16 heures, ambassade de France
Evacuer Beyrouth !
Dans une grande pièce de l’ambassade, les standardistes de la cellule de crise notent les noms et adresses de ceux qui veulent fuir la guerre. Ils sont 17 000 Français et Franco-Libanais. 2 000 se sont déjà inscrits. Il s’agit de les transférer par ferry jusqu’à Larnaka à Chypre. Et les Français coincés au Sud ? Ce sera plus difficile. Il y a plus de vingt ans, quand les Syriens assiégeaient et bombardaient la ville tenue par le général Aoun, les Libanais arrivaient à fuir, de nuit, à partir de criques rocheuses au nord de Jounieh, en prenant des chaloupes qui les conduisaient à un chalutier puis à un grand ferry blanc, posté à la limite des eaux internationales. Ceux qui ont pris le dernier chalutier se rappellent la lune trop forte, les canons du port, les cris des enfants sur le pont et les obus qui tombaient de part et d’autre du navire obligé de zigzaguer à grands coups de barre. L’histoire et les adversaires sont différents. Dès le lendemain, l’évacuation commencera. Cette fois en sécurité.

Nuit de dimanche à lundi
Raids d’Israël, roquettes du Hezbollah, Nasrallah menace
Avec la fatigue et le manque de sommeil, les nuits et les jours commencent à se ressembler.
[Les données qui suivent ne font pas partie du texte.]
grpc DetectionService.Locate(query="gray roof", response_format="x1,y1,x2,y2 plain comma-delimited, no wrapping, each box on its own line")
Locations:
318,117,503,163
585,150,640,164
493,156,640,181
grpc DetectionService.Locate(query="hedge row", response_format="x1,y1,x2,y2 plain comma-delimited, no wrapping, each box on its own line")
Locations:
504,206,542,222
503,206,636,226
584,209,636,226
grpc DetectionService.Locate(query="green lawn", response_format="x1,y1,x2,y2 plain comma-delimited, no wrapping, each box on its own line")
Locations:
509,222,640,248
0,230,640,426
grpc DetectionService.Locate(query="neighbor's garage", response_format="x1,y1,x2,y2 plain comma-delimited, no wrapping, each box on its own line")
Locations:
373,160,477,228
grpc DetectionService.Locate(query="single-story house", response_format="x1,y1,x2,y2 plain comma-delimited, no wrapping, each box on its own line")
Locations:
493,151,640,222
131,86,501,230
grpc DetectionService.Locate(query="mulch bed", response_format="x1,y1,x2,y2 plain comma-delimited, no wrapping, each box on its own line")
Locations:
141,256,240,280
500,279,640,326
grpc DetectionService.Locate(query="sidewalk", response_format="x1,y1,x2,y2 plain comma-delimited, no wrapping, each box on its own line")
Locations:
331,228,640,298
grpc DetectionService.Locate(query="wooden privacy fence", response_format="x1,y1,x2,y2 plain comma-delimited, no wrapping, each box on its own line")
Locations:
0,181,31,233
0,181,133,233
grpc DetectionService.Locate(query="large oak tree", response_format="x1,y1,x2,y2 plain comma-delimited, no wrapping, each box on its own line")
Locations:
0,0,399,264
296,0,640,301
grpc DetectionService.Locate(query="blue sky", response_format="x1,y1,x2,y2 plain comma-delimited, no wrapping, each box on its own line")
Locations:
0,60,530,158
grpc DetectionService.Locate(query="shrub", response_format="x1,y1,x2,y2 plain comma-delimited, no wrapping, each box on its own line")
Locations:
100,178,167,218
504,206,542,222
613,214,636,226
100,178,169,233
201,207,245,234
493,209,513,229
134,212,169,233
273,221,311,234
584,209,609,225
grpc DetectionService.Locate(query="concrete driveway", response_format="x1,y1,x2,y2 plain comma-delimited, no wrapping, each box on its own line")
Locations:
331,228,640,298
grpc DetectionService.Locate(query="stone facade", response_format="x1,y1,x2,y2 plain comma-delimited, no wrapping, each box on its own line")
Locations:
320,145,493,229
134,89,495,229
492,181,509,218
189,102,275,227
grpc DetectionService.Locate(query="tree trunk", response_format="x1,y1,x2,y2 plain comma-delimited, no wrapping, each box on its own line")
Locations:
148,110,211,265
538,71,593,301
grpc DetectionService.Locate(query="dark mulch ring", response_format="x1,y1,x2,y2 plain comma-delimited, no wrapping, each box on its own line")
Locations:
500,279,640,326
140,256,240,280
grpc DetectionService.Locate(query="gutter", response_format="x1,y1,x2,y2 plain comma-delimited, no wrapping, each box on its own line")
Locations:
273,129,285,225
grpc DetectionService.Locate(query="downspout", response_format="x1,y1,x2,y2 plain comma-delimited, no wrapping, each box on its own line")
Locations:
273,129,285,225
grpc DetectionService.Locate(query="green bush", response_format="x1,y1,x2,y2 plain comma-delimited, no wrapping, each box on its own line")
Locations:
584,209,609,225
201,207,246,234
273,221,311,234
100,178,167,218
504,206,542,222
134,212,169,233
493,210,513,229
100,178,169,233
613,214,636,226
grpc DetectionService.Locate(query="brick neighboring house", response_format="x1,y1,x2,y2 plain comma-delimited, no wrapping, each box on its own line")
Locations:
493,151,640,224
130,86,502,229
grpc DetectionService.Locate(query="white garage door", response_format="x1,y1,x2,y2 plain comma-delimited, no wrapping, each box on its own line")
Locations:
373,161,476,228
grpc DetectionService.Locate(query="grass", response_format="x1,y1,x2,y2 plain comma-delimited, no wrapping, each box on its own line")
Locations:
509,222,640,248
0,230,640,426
Des dizaines de raids, près de 200 tués, 400 blessés, un bilan provisoire et partiel. Tout à l’heure, on a vu apparaître le leader du Hezbollah sur la chaîne de télévision Al-Manar. Il parlait comme un chef d’Etat, un chef de guerre, sûr de son armée de combattants et de ses 12 000 roquettes. La dernière fois qu’il est apparu à l’écran, il a annoncé, en direct, une « surprise », la destruction imminente d’une corvette israélienne, un navire de guerre sophistiqué qui croisait et bombardait à 15 kilomètres de la côte. Et il a invité la population à voir par elle-même… «On s’est précipité sur les toits et on a vu les éclairs des leurres au loin», dit Doha. Puis la télé a retransmis les images du navire, touché par un missile iranien à longue portée. Ce soir, Nasrallah s’est contenté, sans surprise, d’affirmer que le combat allait continuer et que le Hezbollah allait désormais «utiliser tous les moyens». Au jeu de la surenchère, les deux parties sont rarement en retard. Pour Doha la Libanaise qui croyait à la paix, c’est le retour du cauchemar.